Please make sure you are running Storm Supervisors on each node where you want to run workers. Furthermore, make sure those Supervisors are up and running. You can monitor the health of supervisors through Ambari, then click on Services tab, and select Storm. If any supervisor is down, restart it. Also, based on your initial post, if you have just added new Storm nodes (supervisors), then make sure the required ports are open and available (6700, 6701, etc), so that Netty communications can access each node.

avatar
Explorer

We can also enable verbose GC logging in the worker child opts to look at the GC logs to understand if it is OutOfMemory:

-Xloggc:/var/log/hadoop/$USER/gc.log-`date +'%Y%m%d%H%M'` -verbose:gc -XX:+PrintGCDetails -XX:+PrintGCTimeStamps

avatar

@Adam Doyle Storm uses Netty library to communicate and pass tuples directly between Bolts and Spouts, rather than use a message queue. Therefore, when a Storm worker dies, the upstream bolts need to re-establish connections in order to resume the stream. Nimbus, which detects the lost worker, will restart a new instance of the crashed worker on the same or different Storm node.
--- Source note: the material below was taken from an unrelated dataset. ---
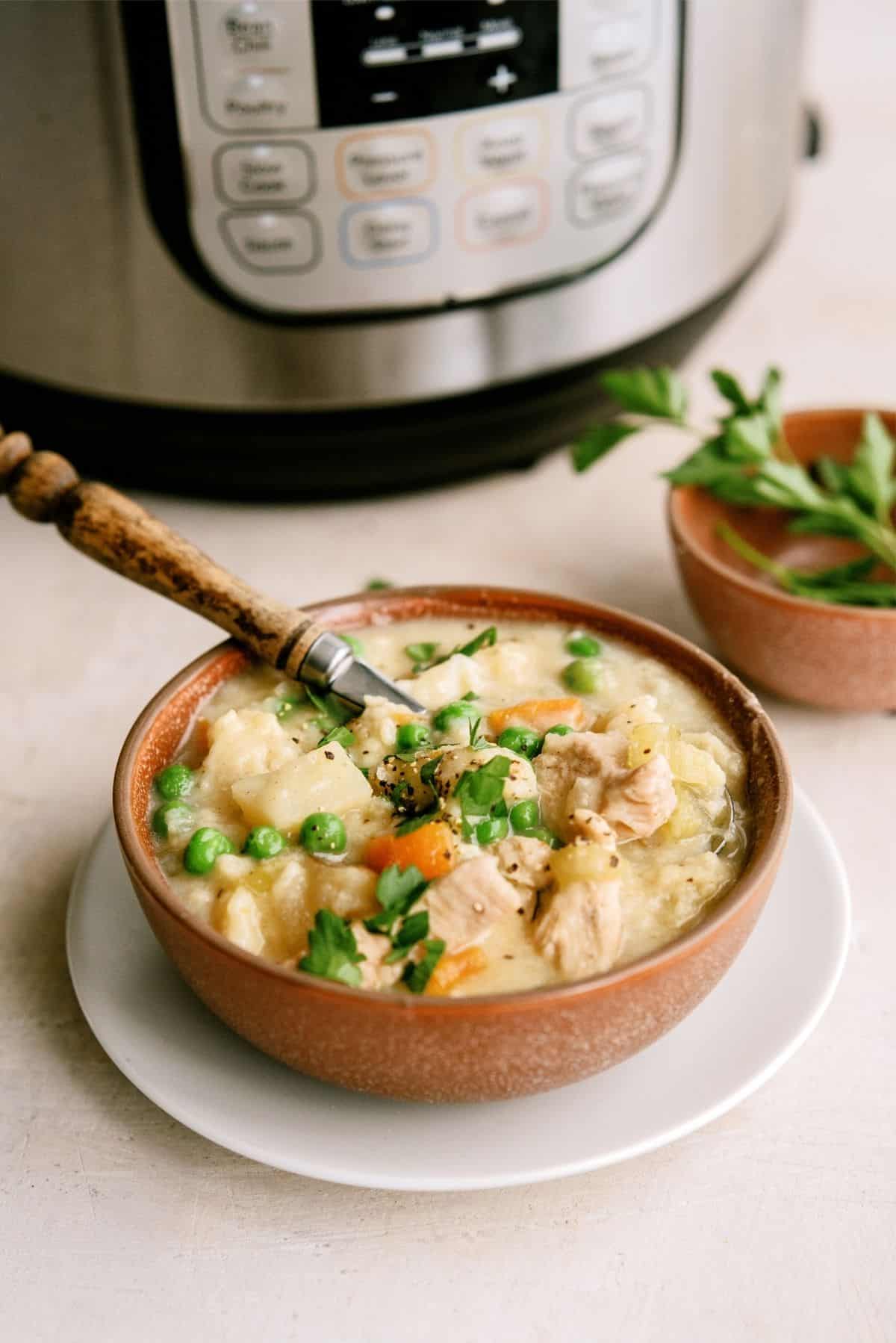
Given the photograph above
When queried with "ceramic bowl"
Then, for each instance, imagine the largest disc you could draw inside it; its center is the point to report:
(835, 657)
(445, 1049)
If the upstream bolt cannot establish a connection to the new instance of the downstream bolt, following timeout, it will no longer pass tuples downstream. This is the auto-recovery mechanism in Storm, and it depends on the reconnection logic, which depends on proper network infrastructure (DNS resolution, firewall rules, etc). Is there anything different about your new Storm (supervisor) nodes that would make them difficult to reach by Netty?